Serinin önceki yazıları:

Işid’in Doğuşu I: Zerkavi’nin Afganistan Yolculuğu

Işid’in Doğuşu II: Zerkavi Irak’ta

Mart 2003’te başlayan Irak işgali sürerken Bush’un bahsettiği kitle imha silahlarının hala bulunamaması, Saddam Hüseyin ile terörist gruplarının- El- Kaide başta olmak üzere- iddia edilen ilişkilerinin kanıtlanamaması Beyaz Saray’ı zora sokuyordu. Amerikan yönetimi işgali haklı gösteren sebepler bulması için Bağdat’ta çalışan CIA memurlarına baskılarını sürdürüyordu. Yüzlerce general ve istihbaratçı sorgu için sırada bekliyordu, bunlardan Hasan el- İzbah El- Kaide kilidini açacak isim olacaktı. Bu itiraf sorgu memurlarının başarısı ancak Bush yönetiminin hayal kırıklıklarının başlangıcıydı. Irak aşırı İslamcıları yargılayıp idam etmiş ve bu da El- Kaide liderlerinin Saddam’dan nefret etmelerine yol açmıştı. Iraklı eski istihbaratçıya göre taraflar arasındaki ilişki birbirlerini ölçtükleri gizli toplantılardan öteye gitmiyordu.

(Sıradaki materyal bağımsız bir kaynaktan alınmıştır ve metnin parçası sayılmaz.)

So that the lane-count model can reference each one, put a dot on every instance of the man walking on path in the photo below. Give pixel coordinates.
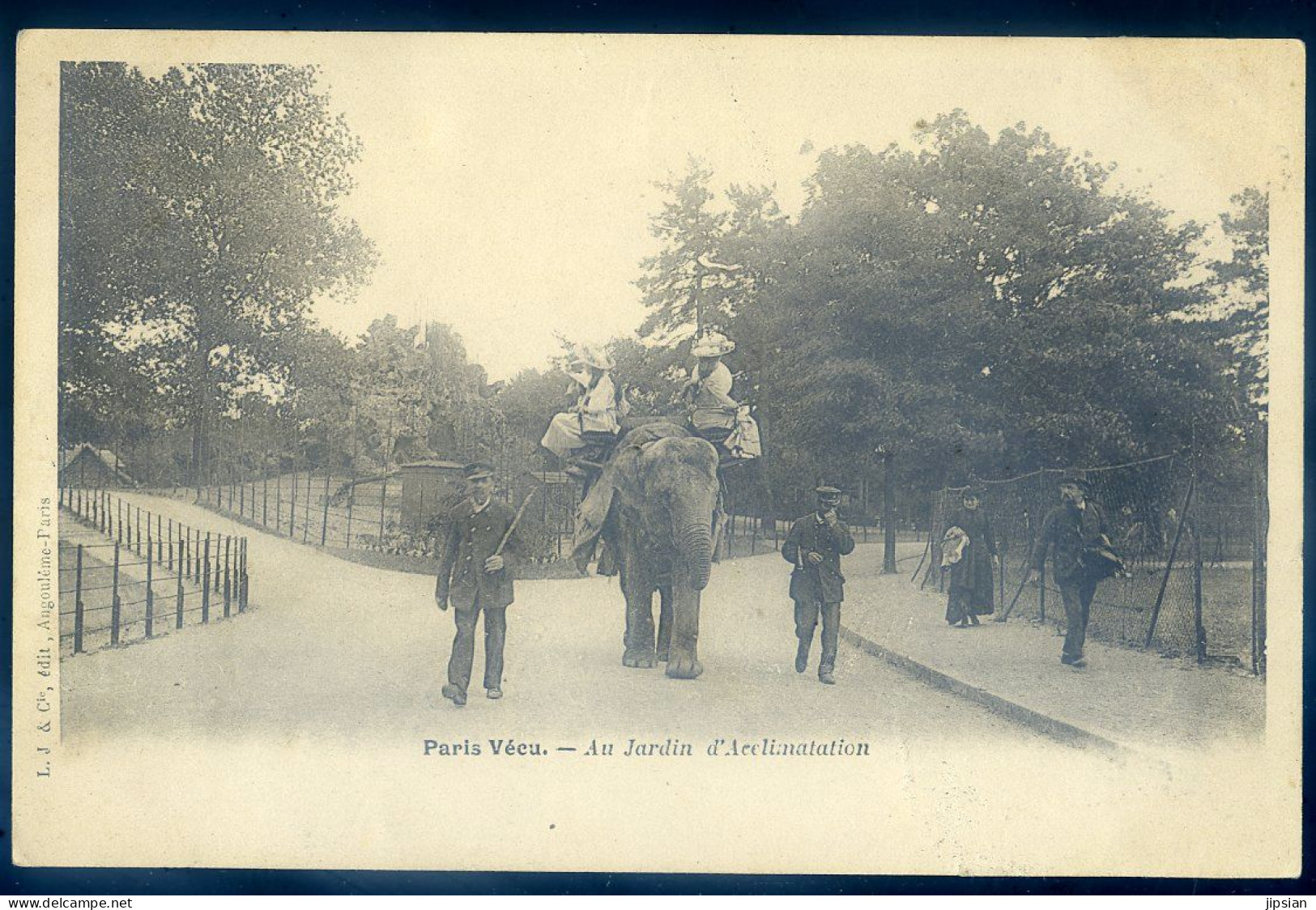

Ağustos ayının başlarına gelindiğinde Bağdat’taki Ürdün Büyükelçiliği’ne 17 Iraklının öldüğü bomba yüklü bir minibüsle saldırı düzenlendi. Olayın arkasında kimin olduğu bilinmiyor, kimilerine göre Amerikan yönetiminin kimilerine göreyse Ürdün karşıtı Iraklı bir örgütün saldırıyı gerçekleştirdiği düşünülüyordu. Bu, Irak’ta daha önce görülmemiş bir teknikti ve tahminler saldırıların daha da artacağına yönelikti. Aynı ay içinde Bağdat’ta iki bombalı saldırı daha gerçekleşecekti. İlki Irak’ta görev yapan BM görevlisi Sergio Vieria’ya, BM güçlerine, mezhep ayrılıklarıyönelikti. Sergio adeta diplomatların diplomatıydı ve gıda, ilaç yardımı konusunda Iraklılara büyük yardımları dokunmuştu. Üstelik bürosu sıkı korunaklı yüksel duvarlı işgal güçleri karargahlarından birinde değildi, görüşecekleri kişiler huzursuzluk duymasın diye sıradan bir otelde gerçekleştiriyordu çalışmalarını. 19 Ağustos’ta yapılan saldırıda içlerinde Sergio’nun da olduğu yirmi iki kişi hayatını kaybetmişti. İkinci saldırı ise bundan on gün sonra Şiilerin kutsal mekanı Necef’te gerçekleştirildi. ABD’nin Irak’ı işgalinden sonra İran’daki sürgününden dönen Şii din adamı Ayetullah Muhammed Bakir el-Hakim ve onun vaazını dinlemeye gelen yüzlerce insan hedefteydi. Bu sefer patlayan araç sayısı ikiydi ve saldırı sonucunda en az seksen beş kişi ölmüş, beş yüze yakın kişi de yaralanmıştı. Hakim, Amerika için ılımlı bir ortak olabilirdi ve Irak’ı yönetecek geçici konsülde çalışabilirdi; ne var ki patlamadan geriye sadece birkaç uzvu kalmıştı. Bir ay içinde gerçekleştirilen bu üç patlamada da kullanılan mühimmat aynıydı ve yakalanan bazı aşırılıkçıların da itiraflarıyla saldırıların arkasında kimin olduğu gün yüzüne çıkmıştı: Ebu Musab el-Zerkavi.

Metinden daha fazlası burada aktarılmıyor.